[0001] Les alliages Al-Li-X actuellement développés présentent des compromis de propriétés
attrayants qui les placent au niveau des objectifs de remplacement d'alliages conventionnels
des séries 2000 et 7000 utilisés en aéronautique, avec des gains de densité de l'ordre
de 8 à 12 % par rapport à ces derniers (voir notamment P.MEYER, B.DUBOST : "Production
of aluminium-lithium alloys with hight specific properties" : Proceedings of the third
Al-Li Conference : Oxford 1985 - The Institute of Metals ou G. Le ROY : "Les alliages
Aluminium-Lithium" : Matériaux & Techniques n° 5-6, 1986 - numéro spécial).

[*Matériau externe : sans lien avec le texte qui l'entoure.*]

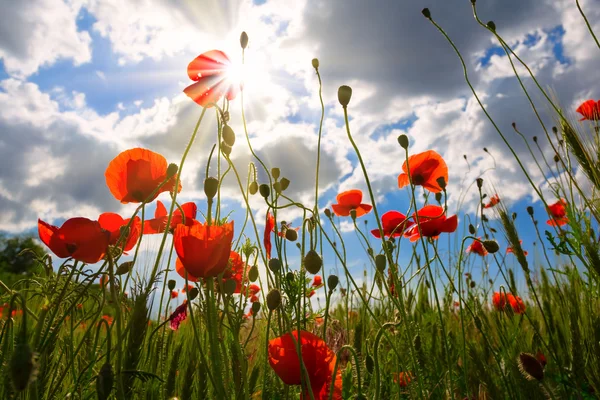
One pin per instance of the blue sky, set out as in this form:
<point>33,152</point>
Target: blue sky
<point>90,79</point>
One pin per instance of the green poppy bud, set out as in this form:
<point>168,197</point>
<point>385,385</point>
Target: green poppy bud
<point>344,95</point>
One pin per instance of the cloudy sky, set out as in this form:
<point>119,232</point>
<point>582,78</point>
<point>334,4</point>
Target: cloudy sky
<point>82,80</point>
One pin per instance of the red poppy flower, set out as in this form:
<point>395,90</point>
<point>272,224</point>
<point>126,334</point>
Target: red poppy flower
<point>425,169</point>
<point>178,316</point>
<point>558,213</point>
<point>212,72</point>
<point>516,303</point>
<point>402,378</point>
<point>477,248</point>
<point>433,222</point>
<point>181,271</point>
<point>590,109</point>
<point>509,249</point>
<point>80,238</point>
<point>493,201</point>
<point>204,249</point>
<point>318,359</point>
<point>499,300</point>
<point>236,271</point>
<point>269,227</point>
<point>114,222</point>
<point>348,201</point>
<point>159,223</point>
<point>135,174</point>
<point>393,223</point>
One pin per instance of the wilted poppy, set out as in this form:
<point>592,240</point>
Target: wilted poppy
<point>348,201</point>
<point>113,223</point>
<point>509,249</point>
<point>558,213</point>
<point>394,224</point>
<point>318,359</point>
<point>135,174</point>
<point>159,223</point>
<point>477,248</point>
<point>425,170</point>
<point>433,222</point>
<point>80,238</point>
<point>204,249</point>
<point>212,72</point>
<point>493,201</point>
<point>402,378</point>
<point>269,227</point>
<point>589,109</point>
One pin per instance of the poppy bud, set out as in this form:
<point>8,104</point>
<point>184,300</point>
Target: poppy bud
<point>491,246</point>
<point>291,235</point>
<point>274,264</point>
<point>104,381</point>
<point>229,286</point>
<point>211,185</point>
<point>124,268</point>
<point>344,95</point>
<point>244,39</point>
<point>275,173</point>
<point>380,262</point>
<point>228,135</point>
<point>253,188</point>
<point>313,262</point>
<point>441,182</point>
<point>225,148</point>
<point>192,294</point>
<point>530,367</point>
<point>332,282</point>
<point>264,190</point>
<point>253,273</point>
<point>172,170</point>
<point>403,141</point>
<point>273,299</point>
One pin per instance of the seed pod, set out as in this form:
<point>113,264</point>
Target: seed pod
<point>273,299</point>
<point>291,235</point>
<point>275,173</point>
<point>244,40</point>
<point>313,262</point>
<point>253,273</point>
<point>274,264</point>
<point>104,381</point>
<point>380,262</point>
<point>344,95</point>
<point>264,190</point>
<point>253,188</point>
<point>332,282</point>
<point>228,135</point>
<point>211,185</point>
<point>172,170</point>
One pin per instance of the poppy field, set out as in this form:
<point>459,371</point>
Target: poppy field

[0002] Cependant, la transformation des alliages Al-Li-X fait apparaître des difficultés
inhabituelles pour les alliages d'aluminium. En particulier, en cours de traitements
thermiques à haute température, dans des fours à air industriels, les alliages contenant
du lithium ont tendance à subir une piqûration importante. Celle-ci est souvent associée
à l'apparition d'une couche de porosités située dans la zone appauvrie en lithium
et particulièrement à sa limite interne. Cette zone appauvrie, bien connue dans les
alliages aluminium-lithium, n'est pas en soi un handicap à la production de demi-produits
en alliage d'aluminium-lithium, tant qu'elle résulte d'une oxydation généralisée et
uniforme de la surface.
Par contre, les porosités et surtout les piqûres débouchantes apparaissant au cours
des traitements à haute température peuvent induire le rebut de productions industrielles.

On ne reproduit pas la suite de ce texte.